I think I’m the only one on it.

For nine years running, from 1983 thru 1991, I celebrated Opening Day at Fenway Park by donning an old baseball uniform, consuming a copious amount of “Baseball Marys” and, standing outside the leftfield wall with a Pignose amplifier and a microphone, I recited baseball inspired poetry to mystified early arrivals. When I began I was just a few years out of college looking for a way to combine my two favorite pastimes, baseball and poetry. When I stopped nine years later I was a published author.

In my recent book, Fenway 1912, I contend that Fenway Park is a place that can change your life. That’s not hyperbole, but because in my case, it was true. Playing the outside of the left field wall had a lot to do with how I made the change from “wanting to write” to becoming a writer.

Part of why it was true was the people I met out there – Bill Littlefield, George Kimball, Rick Dunfey, and others – all of whom later played some role in my transition. More importantly, however,standing outside that wall and speaking poetry to the face of baseball made me whole and complete. For the first time the two most important aspects of my life were able to co-exist. Not always easily, mind you. Some people laughed and some threatened to punch me in the face, but a handful dropped coins at my feet and a surprising number stopped and listened, and made me want to come back.

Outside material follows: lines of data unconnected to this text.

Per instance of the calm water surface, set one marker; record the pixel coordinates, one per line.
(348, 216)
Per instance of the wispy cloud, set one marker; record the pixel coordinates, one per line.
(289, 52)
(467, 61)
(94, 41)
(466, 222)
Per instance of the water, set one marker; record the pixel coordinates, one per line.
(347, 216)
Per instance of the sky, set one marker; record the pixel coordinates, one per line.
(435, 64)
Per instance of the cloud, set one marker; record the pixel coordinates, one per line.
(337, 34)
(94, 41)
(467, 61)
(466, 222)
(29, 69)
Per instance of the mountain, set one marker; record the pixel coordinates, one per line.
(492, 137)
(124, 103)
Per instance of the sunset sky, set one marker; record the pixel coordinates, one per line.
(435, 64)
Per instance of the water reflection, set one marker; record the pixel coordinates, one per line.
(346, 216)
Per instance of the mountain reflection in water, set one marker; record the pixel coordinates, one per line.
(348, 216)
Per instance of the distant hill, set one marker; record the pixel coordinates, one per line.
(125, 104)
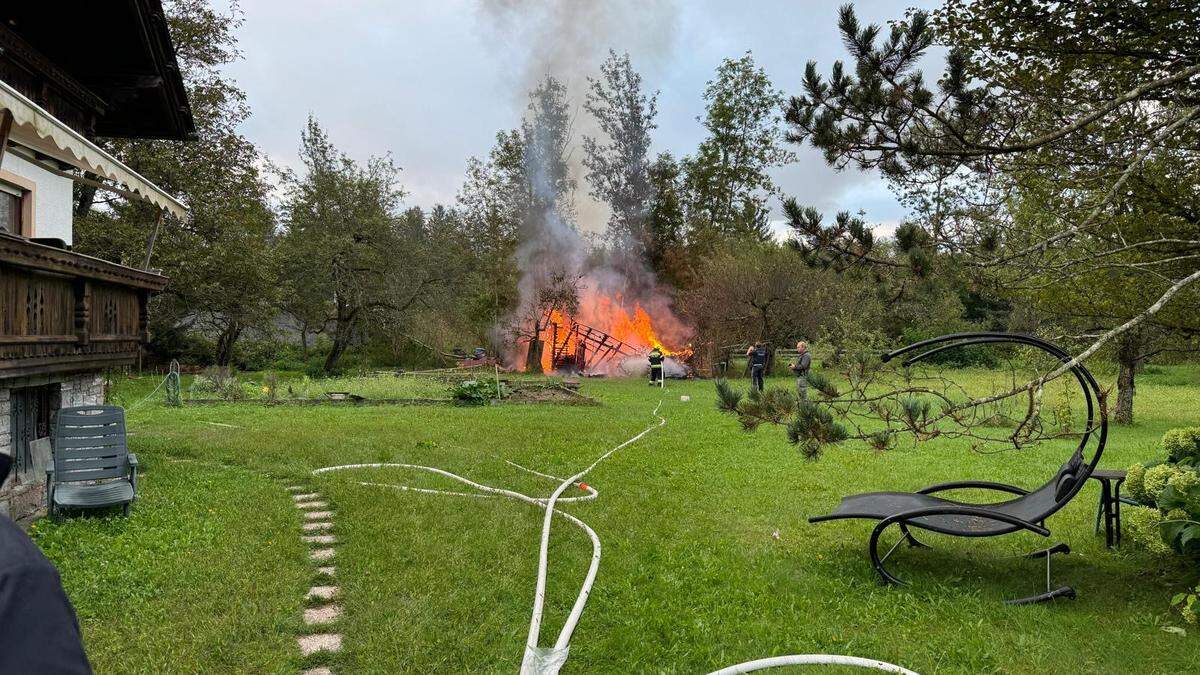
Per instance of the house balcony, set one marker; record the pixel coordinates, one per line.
(63, 311)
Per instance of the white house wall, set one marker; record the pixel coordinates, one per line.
(52, 199)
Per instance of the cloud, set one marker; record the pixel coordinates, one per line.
(431, 83)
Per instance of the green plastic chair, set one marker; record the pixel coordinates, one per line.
(93, 466)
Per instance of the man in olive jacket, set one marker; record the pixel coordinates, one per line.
(801, 368)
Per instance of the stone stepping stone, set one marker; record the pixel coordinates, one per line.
(323, 554)
(321, 641)
(322, 592)
(322, 615)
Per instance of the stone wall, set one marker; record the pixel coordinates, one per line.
(25, 499)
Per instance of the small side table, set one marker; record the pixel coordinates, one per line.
(1110, 505)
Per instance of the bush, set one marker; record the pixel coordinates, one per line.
(1169, 520)
(473, 392)
(1143, 526)
(1182, 444)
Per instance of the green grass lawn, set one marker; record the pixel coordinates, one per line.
(209, 573)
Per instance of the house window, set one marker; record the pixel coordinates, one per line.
(11, 209)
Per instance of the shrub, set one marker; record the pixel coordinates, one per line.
(473, 392)
(1170, 519)
(1182, 444)
(1135, 483)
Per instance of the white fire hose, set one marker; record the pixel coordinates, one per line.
(549, 661)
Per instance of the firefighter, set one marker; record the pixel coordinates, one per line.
(757, 357)
(655, 359)
(801, 368)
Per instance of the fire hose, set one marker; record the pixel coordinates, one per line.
(549, 661)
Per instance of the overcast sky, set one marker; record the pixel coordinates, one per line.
(432, 82)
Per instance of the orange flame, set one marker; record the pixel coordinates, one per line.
(631, 324)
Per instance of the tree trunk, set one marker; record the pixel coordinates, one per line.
(343, 330)
(304, 340)
(226, 342)
(341, 341)
(1127, 362)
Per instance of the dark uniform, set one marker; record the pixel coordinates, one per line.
(655, 365)
(801, 368)
(757, 366)
(39, 631)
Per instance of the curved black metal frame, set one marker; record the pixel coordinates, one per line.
(1092, 394)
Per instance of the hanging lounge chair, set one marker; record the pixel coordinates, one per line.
(1026, 509)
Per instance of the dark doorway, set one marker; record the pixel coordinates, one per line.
(33, 407)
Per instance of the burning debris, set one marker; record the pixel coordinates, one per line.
(615, 345)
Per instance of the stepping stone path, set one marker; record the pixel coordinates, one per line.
(317, 526)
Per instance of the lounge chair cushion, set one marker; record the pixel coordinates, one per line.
(879, 506)
(101, 494)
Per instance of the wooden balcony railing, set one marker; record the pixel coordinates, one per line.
(63, 311)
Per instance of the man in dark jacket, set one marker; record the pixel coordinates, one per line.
(757, 357)
(801, 368)
(655, 366)
(39, 631)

For a few short hours, mixing words and baseball, I was right where I was supposed to be. In these pages each month, and those of Fenway 1912, I still am.

[This essay first appeared in the June 2012 edition of Boston Baseball.  Glenn Stout is the author of Fenway 1912, the only book to ever be awarded both the Seymour Medal and the Larry Ritter Award by the Society for American Baseball Research.]